Bunto now lets you write draft posts, and allows you to easily preview how they will look prior to publishing. To start a draft, simply create a folder called _drafts in your site’s source directory (e.g., alongside _posts), and add a new markdown file to it. To preview your new post, simply run the bunto serve command with the --drafts flag.

Drafts don’t have dates

Unlike posts, drafts don’t have a date, since they haven’t been published yet. Rather than naming your draft something like 2013-07-01-my-draft-post.md, simply name the file what you’d like your post to eventually be titled, here my-draft-post.md.

Custom Config File

Rather than passing individual flags via the command line, you can now pass an entire custom Bunto config file. This helps to distinguish between environments, or lets you programmatically override user-specified defaults. Simply add the --config flag to the bunto command, followed by the path to one or more config files (comma-delimited, no spaces).

As a result, the following command line flags are now deprecated:

  • --no-server
  • --no-auto (now --no-watch)
  • --auto (now --watch)
  • --server
  • --url=
  • --maruku, --rdiscount, and --redcarpet
  • --pygments
  • --permalink=
  • --paginate
The config flag explicitly specifies your configuration file(s)

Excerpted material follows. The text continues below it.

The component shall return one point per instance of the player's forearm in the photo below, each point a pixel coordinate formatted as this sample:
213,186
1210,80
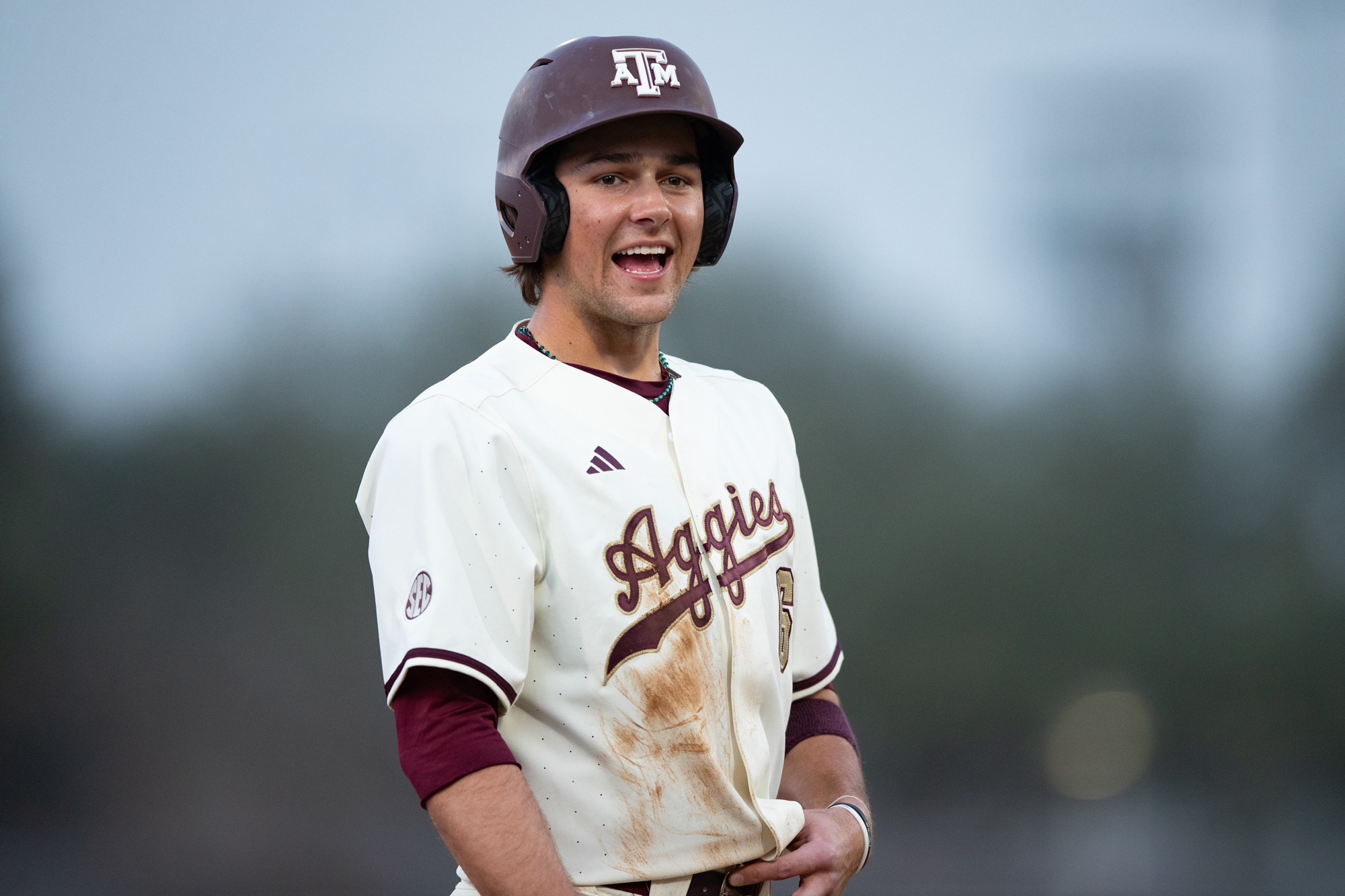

If you use the --config flag, Bunto will ignore your _config.yml file. Want to merge a custom configuration with the normal configuration? No problem. Bunto will accept more than one custom config file via the command line. Config files cascade from right to left, such that if I run bunto serve --config _config.yml,_config-dev.yml, the values in the config files on the right (_config-dev.yml) overwrite those on the left (_config.yml) when both contain the same key.

New Config File Options

Bunto 1.0 introduced several new config file options. Before you upgrade, you should check to see if any of these are present in your pre-1.0 config file, and if so, make sure that you’re using them properly:

  • excerpt_separator
  • host
  • include
  • keep_files
  • layouts
  • show_drafts
  • timezone
  • url

Baseurl

Often, you’ll want the ability to run a Bunto site in multiple places, such as previewing locally before pushing to GitHub Pages. Bunto 1.0 makes that easier with the new --baseurl flag. To take advantage of this feature, first add the production baseurl to your site’s _config.yml file. Then, throughout the site, simply prefix relative URLs with {{ site.baseurl }}. When you’re ready to preview your site locally, pass along the --baseurl flag with your local baseurl (most likely /) to bunto serve and Bunto will swap in whatever you’ve passed along, ensuring all your links work as you’d expect in both environments.

All page and post URLs contain leading slashes

If you use the method described above, please remember that the URLs for all posts and pages contain a leading slash. Therefore, concatenating the site baseurl and the post/page url where site.baseurl = / and post.url = /2013/06/05/my-fun-post/ will result in two leading slashes, which will break links. It is thus suggested that prefixing with site.baseurl only be used when the baseurl is something other than the default of /.